Una coppia sulla strada di Emmaus
Vogliamo
raccontarvi la nostra storia di coppia seguendo lo sviluppo del racconto dei due
discepoli di Emmaus.
Molto difficilmente quei due discepoli erano marito e moglie. Però “i
due tornavano a casa”
: si capisce subito che questo ritorno a casa è uno dei tanti ritorni dalla
delusione. La casa non più vissuto come un luogo sacro, sano, ma come sorta di
rifugio dove tornare a mani vuote.
Anche noi, come coppia, eravamo partiti bene, ma poi siamo stati ingoiati dalle
delusione e dalle frustrazioni della vita.
I due discepoli, dice il Vangelo, “erano
in cammino”.
Camminare presuppone solitamente una meta, ma noi due, dopo 15 anni di
matrimonio, non ci chiedevamo neppure più “Signore da chi andremo?”.
C’erano anzi dei momenti in cui il Signore non era neppure previsto o
considerato come un interlocutore.

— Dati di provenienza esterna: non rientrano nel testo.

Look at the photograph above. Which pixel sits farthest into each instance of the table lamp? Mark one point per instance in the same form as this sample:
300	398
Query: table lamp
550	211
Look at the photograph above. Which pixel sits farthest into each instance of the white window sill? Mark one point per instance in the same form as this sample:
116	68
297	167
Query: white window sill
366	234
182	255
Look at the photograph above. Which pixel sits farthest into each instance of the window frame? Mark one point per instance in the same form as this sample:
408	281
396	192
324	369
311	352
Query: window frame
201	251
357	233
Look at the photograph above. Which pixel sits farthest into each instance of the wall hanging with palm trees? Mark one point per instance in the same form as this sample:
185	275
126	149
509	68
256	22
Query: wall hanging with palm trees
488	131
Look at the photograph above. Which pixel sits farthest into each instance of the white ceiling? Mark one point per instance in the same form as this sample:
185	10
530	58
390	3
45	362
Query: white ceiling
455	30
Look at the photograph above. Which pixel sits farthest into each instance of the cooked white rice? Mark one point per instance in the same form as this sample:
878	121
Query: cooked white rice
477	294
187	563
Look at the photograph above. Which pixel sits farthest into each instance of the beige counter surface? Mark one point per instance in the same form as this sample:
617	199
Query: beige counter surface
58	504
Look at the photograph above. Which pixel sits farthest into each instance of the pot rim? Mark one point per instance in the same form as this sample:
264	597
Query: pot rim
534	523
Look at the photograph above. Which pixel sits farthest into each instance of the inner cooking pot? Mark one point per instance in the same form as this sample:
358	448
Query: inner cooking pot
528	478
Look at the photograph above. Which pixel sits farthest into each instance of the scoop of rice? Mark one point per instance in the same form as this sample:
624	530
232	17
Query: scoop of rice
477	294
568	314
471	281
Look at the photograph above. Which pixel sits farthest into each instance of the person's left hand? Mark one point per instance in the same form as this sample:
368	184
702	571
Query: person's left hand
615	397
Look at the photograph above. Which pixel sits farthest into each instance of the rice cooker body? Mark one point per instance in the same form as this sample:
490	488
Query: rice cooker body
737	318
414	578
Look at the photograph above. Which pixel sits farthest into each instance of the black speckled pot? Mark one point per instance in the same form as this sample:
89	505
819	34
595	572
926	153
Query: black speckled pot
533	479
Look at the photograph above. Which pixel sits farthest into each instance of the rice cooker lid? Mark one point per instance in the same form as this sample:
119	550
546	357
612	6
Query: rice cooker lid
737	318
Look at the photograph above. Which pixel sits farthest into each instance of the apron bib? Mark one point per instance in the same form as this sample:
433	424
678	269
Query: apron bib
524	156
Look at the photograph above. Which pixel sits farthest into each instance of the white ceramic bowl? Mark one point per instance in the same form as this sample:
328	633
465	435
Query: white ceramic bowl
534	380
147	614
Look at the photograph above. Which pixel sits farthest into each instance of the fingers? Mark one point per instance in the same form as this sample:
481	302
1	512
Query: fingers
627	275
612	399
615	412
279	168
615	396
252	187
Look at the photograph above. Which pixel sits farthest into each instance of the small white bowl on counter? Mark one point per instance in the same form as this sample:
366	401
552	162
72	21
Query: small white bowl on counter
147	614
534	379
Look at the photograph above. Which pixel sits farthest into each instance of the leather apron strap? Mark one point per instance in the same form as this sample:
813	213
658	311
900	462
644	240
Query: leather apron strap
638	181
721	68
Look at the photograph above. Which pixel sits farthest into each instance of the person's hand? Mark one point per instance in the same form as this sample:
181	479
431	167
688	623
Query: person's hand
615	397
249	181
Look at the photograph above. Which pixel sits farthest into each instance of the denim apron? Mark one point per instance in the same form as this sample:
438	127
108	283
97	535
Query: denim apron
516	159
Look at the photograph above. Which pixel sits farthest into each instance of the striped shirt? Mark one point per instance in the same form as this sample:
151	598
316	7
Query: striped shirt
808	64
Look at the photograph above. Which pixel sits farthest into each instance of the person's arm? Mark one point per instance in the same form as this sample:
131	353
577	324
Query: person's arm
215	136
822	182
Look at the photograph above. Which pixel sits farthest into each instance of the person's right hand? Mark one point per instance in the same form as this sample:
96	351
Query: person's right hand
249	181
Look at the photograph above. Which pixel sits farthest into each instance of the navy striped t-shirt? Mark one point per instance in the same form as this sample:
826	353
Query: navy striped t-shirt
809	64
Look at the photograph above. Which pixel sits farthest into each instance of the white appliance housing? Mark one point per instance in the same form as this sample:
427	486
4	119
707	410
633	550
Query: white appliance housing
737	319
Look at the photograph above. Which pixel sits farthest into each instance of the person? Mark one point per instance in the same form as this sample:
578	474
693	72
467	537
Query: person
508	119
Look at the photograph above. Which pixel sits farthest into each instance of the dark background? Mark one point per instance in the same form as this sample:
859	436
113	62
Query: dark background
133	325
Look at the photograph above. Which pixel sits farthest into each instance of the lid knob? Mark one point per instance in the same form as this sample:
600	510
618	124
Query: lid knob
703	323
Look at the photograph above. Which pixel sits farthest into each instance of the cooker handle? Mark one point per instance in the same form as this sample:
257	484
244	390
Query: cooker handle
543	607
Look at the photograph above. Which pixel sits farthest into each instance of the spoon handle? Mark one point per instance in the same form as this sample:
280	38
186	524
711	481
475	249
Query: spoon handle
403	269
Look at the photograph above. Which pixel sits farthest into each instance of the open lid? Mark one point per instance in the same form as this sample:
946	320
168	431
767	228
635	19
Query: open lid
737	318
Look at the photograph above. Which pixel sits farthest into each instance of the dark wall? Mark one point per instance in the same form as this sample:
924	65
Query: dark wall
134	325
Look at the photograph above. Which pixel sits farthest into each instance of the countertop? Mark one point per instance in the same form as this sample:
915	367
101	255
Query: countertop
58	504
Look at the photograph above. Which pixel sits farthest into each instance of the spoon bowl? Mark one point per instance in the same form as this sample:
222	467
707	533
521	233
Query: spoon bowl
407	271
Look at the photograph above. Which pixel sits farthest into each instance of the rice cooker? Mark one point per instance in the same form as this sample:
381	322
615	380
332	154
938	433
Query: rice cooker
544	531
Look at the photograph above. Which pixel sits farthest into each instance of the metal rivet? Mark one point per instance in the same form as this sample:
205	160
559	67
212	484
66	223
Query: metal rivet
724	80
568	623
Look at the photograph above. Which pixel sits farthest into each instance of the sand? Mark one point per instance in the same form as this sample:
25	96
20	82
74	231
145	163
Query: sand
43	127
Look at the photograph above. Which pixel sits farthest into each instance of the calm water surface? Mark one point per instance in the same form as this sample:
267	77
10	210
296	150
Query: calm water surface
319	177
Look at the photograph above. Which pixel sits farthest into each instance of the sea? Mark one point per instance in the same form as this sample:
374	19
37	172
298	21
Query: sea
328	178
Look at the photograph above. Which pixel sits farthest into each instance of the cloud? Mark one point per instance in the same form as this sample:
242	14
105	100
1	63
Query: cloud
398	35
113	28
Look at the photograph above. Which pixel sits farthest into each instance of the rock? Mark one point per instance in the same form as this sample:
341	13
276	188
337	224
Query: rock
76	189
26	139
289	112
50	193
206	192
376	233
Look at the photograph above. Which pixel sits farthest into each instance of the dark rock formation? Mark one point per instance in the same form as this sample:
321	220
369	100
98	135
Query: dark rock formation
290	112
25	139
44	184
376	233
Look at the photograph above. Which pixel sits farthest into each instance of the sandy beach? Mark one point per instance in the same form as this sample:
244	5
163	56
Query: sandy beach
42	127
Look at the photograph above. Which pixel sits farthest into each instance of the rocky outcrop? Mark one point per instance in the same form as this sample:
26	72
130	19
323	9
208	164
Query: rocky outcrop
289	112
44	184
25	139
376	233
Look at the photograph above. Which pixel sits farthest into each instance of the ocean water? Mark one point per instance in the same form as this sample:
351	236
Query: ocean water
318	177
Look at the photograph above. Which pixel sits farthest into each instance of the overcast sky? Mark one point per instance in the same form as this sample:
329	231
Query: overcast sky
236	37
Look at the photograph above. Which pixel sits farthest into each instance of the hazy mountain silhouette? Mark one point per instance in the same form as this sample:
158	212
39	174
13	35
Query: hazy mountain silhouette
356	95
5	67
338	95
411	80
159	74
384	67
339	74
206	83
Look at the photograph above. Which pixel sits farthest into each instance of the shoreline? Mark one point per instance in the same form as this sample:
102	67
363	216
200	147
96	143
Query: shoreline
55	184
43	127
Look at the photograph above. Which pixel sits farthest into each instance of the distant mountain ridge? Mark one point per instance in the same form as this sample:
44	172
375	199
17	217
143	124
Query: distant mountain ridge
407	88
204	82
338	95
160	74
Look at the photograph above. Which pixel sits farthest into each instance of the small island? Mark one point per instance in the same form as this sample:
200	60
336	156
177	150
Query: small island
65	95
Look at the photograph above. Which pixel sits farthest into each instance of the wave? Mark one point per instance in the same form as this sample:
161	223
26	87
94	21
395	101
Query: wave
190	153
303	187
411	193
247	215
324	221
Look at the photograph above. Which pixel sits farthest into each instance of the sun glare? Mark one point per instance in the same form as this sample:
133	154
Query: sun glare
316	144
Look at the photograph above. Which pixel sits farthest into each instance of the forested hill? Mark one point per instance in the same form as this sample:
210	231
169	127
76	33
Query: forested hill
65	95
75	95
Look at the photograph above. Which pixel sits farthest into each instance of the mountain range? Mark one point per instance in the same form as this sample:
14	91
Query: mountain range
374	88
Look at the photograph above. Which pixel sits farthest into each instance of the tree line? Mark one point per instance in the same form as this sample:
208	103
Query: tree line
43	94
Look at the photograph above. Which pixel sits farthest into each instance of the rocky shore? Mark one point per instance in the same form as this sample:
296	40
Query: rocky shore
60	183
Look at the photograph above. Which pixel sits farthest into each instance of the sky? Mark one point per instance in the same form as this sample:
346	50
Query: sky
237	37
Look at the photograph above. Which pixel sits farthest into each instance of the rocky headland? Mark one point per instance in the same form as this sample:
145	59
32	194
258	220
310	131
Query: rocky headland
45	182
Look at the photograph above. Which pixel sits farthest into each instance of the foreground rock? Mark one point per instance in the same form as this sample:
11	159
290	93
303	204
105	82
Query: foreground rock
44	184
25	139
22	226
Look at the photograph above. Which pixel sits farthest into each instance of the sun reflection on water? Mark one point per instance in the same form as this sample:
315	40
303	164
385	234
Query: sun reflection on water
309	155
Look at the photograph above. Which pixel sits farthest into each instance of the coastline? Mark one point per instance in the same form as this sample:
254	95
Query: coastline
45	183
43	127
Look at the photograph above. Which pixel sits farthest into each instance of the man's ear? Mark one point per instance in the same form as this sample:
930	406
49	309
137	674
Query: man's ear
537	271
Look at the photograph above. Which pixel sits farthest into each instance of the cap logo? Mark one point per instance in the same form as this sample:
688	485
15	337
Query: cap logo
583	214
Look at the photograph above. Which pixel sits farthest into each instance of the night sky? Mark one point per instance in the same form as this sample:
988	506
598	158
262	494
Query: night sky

E questo dice quanto ci eravamo allontanati
da Lui.
Il Vangelo prosegue raccontando come “Gesù
si fece vicino e si mise a camminare con loro”.
Nei momenti in cui la notte è più nera, Gesù si accosta alle nostre vite e non
lo fa volendoci stupire con effetti speciali: ai discepoli di Emmaus poteva
apparire in modo sfolgorante e invece si è messo con loro e ha cominciato pian
piano a rivelarsi.
È come se qualcuno avesse preso per mano questa (ipotetica) coppia di sposi e
avesse spiegato loro la salvezza, avesse dato loro una nuova luce con la quale
leggere gli avvenimenti degli ultimi giorni.
Allo stesso modo Gesù si è fatto vicino a noi, coppia di sposi feriti e delusi,
ci ha liberati dalla gabbia delle nostre attese, ci ha insegnato la strada della
fedeltà, non ai nostri propositi o a quello che pensavamo, ma la fedeltà a Lui.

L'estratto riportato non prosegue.